- As to the defence homework, refer to the
playground/defense_homework/README.md
. - As to the defence project, refer to the
playground/defense_project/README.md
. - As to the war phase, refer to the
playground/war_phase/README.md
.
A service for educational purposes in the domain of adversarial attacks / defense.
Maestro/data/
- Handles dataset loading.
- Contains wrapper for huggingface datasets.
- Wrapper for Torchvision datasets
Maestro/evaluator/
- Evaluator class to evaluate different applications.
- Compute attack rate/constraint violations etc.
Maestro/attacker_helper/
- Contains helper file for the attacker to query the server.
Maestro/models/
- Handles model loading (from HugginFace).
- A couple customized models such as LSTM.
Maestro/pipeline/
- Contains AutoPipeline, Pipeline, and Model_Wrapper. Crucial logics from the backend of the server.
Maestro/server/
- Handles the flask api server.
- Complete the methods that handle POST requests.
Maestro/utils/
- Utility functions such as move_to_device.
playground
- This is the folder where students will write their own code.
- Attacker File (contains starting files for the attacker).
- Evaluation (contains evaluations for the attacker file as well as sample complete attacker files).
Create a virtual enviroment with either conda or vm. Set the python version to 3.9.7. Make sure the right version is installed with python3 --version
.
Make sure you have the virtual environment set (at the root folder). You can use any virtual environment, for instance venv or anaconda. Example:
$ python3 -m venv env
$ source env/bin/activate
Once the virtual environment is set, install the requirements:
$ (env) pip3 install -r requirements.txt
Finally, install Maestro:
$ (env) python3 -m pip install -e .
Get into the server folder and run the Flask application:
$ (env) cd Maestro/server
$ (env) python3 app.py
If you happen to have problems with tkinter
on Mac OS, for instance, an error of the kind: ModuleNotFoundError: No module named '_tkinter'
, install the module with brew
:
$ (env) brew install python-tk
Depending on the assignment you need to do, you will need to change or update app.py
and model.py
accordingly for what models to load and how to load models. That is easy! Here are the steps:
- The first lines after local imports in
app.py
we have the paths for 4 the configuration files (2 for assignments and 2 for projects). Just uncomment the one you need and comments the others:
application_config_file = "Server_Config/Genetic_Attack.json" # (Assignment 1)
# application_config_file = "Server_Config/Attack_Project.json" # (Project 1)
# application_config_file = "Server_Config/Adv_Training.json" # (Assignment 2)
# application_config_file = "Server_Config/Defense_Project.json" # (Project 2)
If you cannot run app.py
check that you are passing the right configuration file!
The naming convention for submission files is: <task>-<id>-<name>.py
. An example would be attack_project-110-Team Fire.py
or attack_homework-11-Alice.py
.
- Go to the
playground
folder. There you will find a folder for each assignment/project with the template and evaluator file. - Fill in the TODO sections in the corresponding template file and follow the conventions in naming the file.
- Change the last lines in the evaluation file to match your name and UCI ID.

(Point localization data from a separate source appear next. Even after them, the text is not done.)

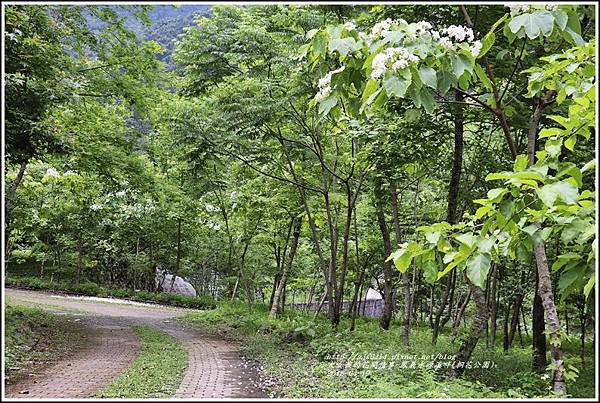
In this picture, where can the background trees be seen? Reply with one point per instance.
(285, 154)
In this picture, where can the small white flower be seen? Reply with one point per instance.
(323, 93)
(396, 58)
(350, 26)
(423, 26)
(324, 84)
(459, 33)
(52, 172)
(447, 43)
(475, 48)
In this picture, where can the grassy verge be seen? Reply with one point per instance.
(92, 289)
(300, 354)
(156, 372)
(33, 336)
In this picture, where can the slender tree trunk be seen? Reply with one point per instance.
(453, 193)
(544, 280)
(551, 316)
(505, 336)
(582, 320)
(479, 325)
(524, 321)
(406, 283)
(538, 337)
(9, 205)
(494, 305)
(388, 307)
(515, 318)
(441, 308)
(287, 268)
(460, 315)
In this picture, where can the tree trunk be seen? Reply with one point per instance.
(538, 337)
(515, 318)
(505, 336)
(405, 277)
(479, 325)
(9, 205)
(453, 192)
(388, 307)
(545, 290)
(494, 305)
(460, 315)
(544, 280)
(287, 268)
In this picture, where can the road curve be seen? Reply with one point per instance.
(215, 368)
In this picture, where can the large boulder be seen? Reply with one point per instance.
(165, 282)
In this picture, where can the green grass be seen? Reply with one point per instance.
(92, 289)
(156, 372)
(295, 351)
(33, 335)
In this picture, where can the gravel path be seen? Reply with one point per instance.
(215, 369)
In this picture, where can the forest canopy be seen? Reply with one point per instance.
(443, 156)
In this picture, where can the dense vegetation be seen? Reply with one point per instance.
(443, 155)
(33, 336)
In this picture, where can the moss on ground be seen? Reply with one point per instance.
(156, 372)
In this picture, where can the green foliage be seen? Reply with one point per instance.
(32, 336)
(303, 366)
(156, 372)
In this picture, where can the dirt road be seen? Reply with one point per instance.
(215, 368)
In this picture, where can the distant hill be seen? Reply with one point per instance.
(168, 22)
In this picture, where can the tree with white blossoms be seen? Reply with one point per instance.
(417, 64)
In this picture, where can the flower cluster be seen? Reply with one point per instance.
(383, 27)
(395, 58)
(325, 84)
(52, 172)
(516, 9)
(350, 26)
(458, 33)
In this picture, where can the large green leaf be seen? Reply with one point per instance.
(460, 64)
(428, 76)
(328, 103)
(445, 81)
(477, 268)
(533, 24)
(563, 190)
(396, 86)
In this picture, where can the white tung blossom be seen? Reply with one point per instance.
(447, 43)
(325, 84)
(459, 33)
(475, 48)
(382, 28)
(396, 58)
(52, 172)
(350, 26)
(423, 26)
(516, 9)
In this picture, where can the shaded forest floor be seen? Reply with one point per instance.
(301, 355)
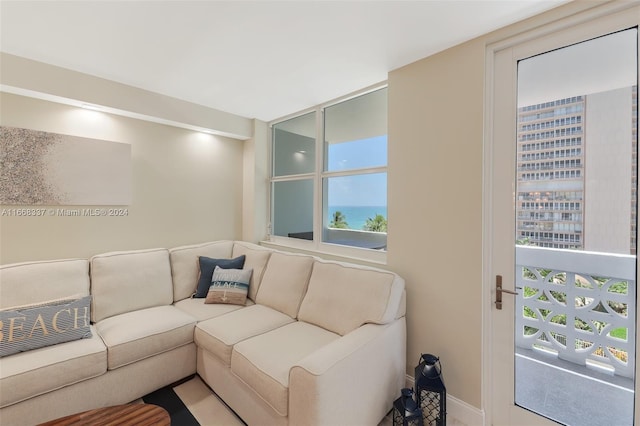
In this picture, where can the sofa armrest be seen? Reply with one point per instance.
(352, 380)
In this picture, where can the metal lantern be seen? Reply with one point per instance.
(431, 394)
(406, 411)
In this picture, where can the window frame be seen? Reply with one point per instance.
(320, 193)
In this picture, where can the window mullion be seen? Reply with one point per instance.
(352, 172)
(319, 198)
(293, 177)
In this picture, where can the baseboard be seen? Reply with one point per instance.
(459, 413)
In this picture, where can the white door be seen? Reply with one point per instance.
(560, 222)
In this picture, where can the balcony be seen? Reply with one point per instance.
(575, 335)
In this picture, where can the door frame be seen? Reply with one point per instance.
(584, 18)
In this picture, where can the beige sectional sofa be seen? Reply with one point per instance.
(317, 343)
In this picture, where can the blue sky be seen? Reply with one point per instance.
(362, 190)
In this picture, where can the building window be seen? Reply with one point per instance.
(329, 175)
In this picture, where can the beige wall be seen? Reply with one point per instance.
(435, 204)
(186, 185)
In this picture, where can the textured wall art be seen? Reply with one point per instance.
(53, 169)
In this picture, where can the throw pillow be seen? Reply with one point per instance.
(208, 265)
(35, 326)
(229, 286)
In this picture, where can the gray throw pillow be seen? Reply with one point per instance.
(229, 286)
(207, 266)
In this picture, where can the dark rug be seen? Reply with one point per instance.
(170, 401)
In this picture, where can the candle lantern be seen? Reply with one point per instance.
(431, 394)
(406, 411)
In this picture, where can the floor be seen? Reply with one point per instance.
(209, 410)
(572, 395)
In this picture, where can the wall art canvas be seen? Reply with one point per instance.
(43, 168)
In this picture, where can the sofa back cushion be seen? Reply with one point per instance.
(35, 282)
(284, 282)
(185, 268)
(128, 281)
(342, 297)
(256, 258)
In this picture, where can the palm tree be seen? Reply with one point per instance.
(338, 221)
(377, 224)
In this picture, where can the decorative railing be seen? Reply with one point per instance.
(578, 306)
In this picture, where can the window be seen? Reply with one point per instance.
(332, 195)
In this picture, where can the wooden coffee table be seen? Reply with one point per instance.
(121, 415)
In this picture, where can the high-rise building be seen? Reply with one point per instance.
(569, 175)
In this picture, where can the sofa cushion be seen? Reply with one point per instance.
(201, 311)
(256, 259)
(140, 334)
(218, 335)
(342, 297)
(229, 286)
(208, 266)
(185, 268)
(284, 282)
(44, 324)
(39, 371)
(263, 362)
(127, 281)
(34, 282)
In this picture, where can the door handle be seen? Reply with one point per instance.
(500, 290)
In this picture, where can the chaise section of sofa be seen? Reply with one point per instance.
(316, 332)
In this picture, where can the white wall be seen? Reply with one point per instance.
(187, 187)
(607, 209)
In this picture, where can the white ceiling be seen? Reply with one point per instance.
(257, 59)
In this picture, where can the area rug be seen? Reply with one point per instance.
(193, 403)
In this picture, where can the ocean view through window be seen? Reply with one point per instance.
(340, 151)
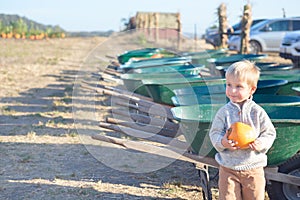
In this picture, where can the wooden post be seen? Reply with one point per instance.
(245, 29)
(156, 24)
(195, 36)
(223, 25)
(179, 31)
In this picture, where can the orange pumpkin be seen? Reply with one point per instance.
(242, 133)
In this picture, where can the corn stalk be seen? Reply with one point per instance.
(245, 29)
(223, 25)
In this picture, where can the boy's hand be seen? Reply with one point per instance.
(256, 145)
(229, 144)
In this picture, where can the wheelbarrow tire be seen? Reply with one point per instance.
(282, 191)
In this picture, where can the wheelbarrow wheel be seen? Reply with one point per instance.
(281, 191)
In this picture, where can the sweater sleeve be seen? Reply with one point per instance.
(218, 130)
(267, 132)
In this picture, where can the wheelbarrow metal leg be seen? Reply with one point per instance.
(204, 181)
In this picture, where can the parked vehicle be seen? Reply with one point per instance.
(212, 34)
(290, 47)
(266, 35)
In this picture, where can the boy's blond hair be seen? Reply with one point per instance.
(244, 70)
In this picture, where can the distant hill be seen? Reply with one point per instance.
(8, 20)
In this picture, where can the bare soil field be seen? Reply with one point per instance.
(42, 153)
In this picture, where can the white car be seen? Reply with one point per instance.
(290, 47)
(267, 35)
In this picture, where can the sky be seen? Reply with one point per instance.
(100, 15)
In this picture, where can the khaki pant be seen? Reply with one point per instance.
(241, 185)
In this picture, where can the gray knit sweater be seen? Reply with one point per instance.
(253, 115)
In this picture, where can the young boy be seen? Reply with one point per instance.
(241, 173)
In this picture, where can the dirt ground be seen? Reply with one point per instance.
(43, 155)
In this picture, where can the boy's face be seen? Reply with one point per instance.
(238, 90)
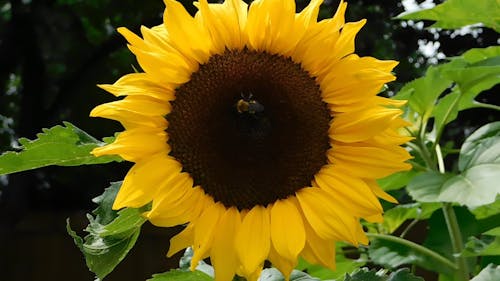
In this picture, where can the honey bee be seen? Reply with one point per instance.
(248, 104)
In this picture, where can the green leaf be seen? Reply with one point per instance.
(397, 180)
(474, 79)
(478, 54)
(446, 109)
(477, 184)
(457, 13)
(404, 274)
(364, 274)
(489, 273)
(474, 72)
(425, 90)
(111, 234)
(185, 263)
(181, 275)
(60, 145)
(486, 246)
(426, 187)
(104, 212)
(342, 265)
(479, 162)
(494, 231)
(475, 187)
(487, 210)
(392, 252)
(396, 216)
(272, 274)
(481, 147)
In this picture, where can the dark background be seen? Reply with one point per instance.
(54, 52)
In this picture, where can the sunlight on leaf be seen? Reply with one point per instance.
(111, 234)
(393, 218)
(180, 275)
(489, 273)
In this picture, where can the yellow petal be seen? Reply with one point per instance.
(284, 217)
(191, 39)
(327, 220)
(369, 162)
(350, 192)
(204, 232)
(253, 239)
(379, 192)
(223, 23)
(135, 144)
(223, 254)
(345, 44)
(363, 124)
(182, 240)
(172, 206)
(139, 84)
(132, 105)
(143, 180)
(284, 265)
(318, 250)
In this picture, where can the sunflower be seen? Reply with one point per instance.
(257, 128)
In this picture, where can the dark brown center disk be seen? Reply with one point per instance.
(250, 128)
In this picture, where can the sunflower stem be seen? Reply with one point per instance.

To evaluate your coded solution, open a new terminal tab while running the app.py
and do:
- Activate the virtual environment as always.
- In the evaluation script (for attack it is
attack_homework-Evaluation.py
) make sure the 4th line is set totest[0]
. - Run the evaluation script of the corresponding assignment. Example for attack homework:
$ cd playground/attack_homework
$ (env) python3 attack_homework-Evaluation.py
After that, a request will be sent to the server, you will be able to see the output in the other terminal tab, where app.py
is running.
- You can see the saved outputs (plots) in the
Maestro/server
folder and the recording (final success rate) in the corresponding assignment folder. In the case of attack homework, after a successful execution you will be able to compare the images before and after genetic attack. Those images will be saved asbefore_GA.png
andafter_GA.png
in theMaestro/server
folder.
After importing latest updates, first uncomment the second line(#L28) in application configurations in app.py
# application_config_file = "Server_Config/Genetic_Attack.json" # (Assignment 1)
application_config_file = "Server_Config/FGSM_Attack.json"
# application_config_file = "Server_Config/Attack_Project.json" # (Project 1)
# application_config_file = "Server_Config/Adv_Training.json" # (Assignment 2)
# application_config_file = "Server_Config/Defense_Project.json" # (Project 2)
Run the app (as mentioned in "Running the app" above)
To the attack file, Activate the virtual environment as always and run the following commands
$ cd playground/attack_homework
$ (env) python3 attack_homework-FGSM_example.py
You can playaround this attack by changing the value of epsilon (#L93).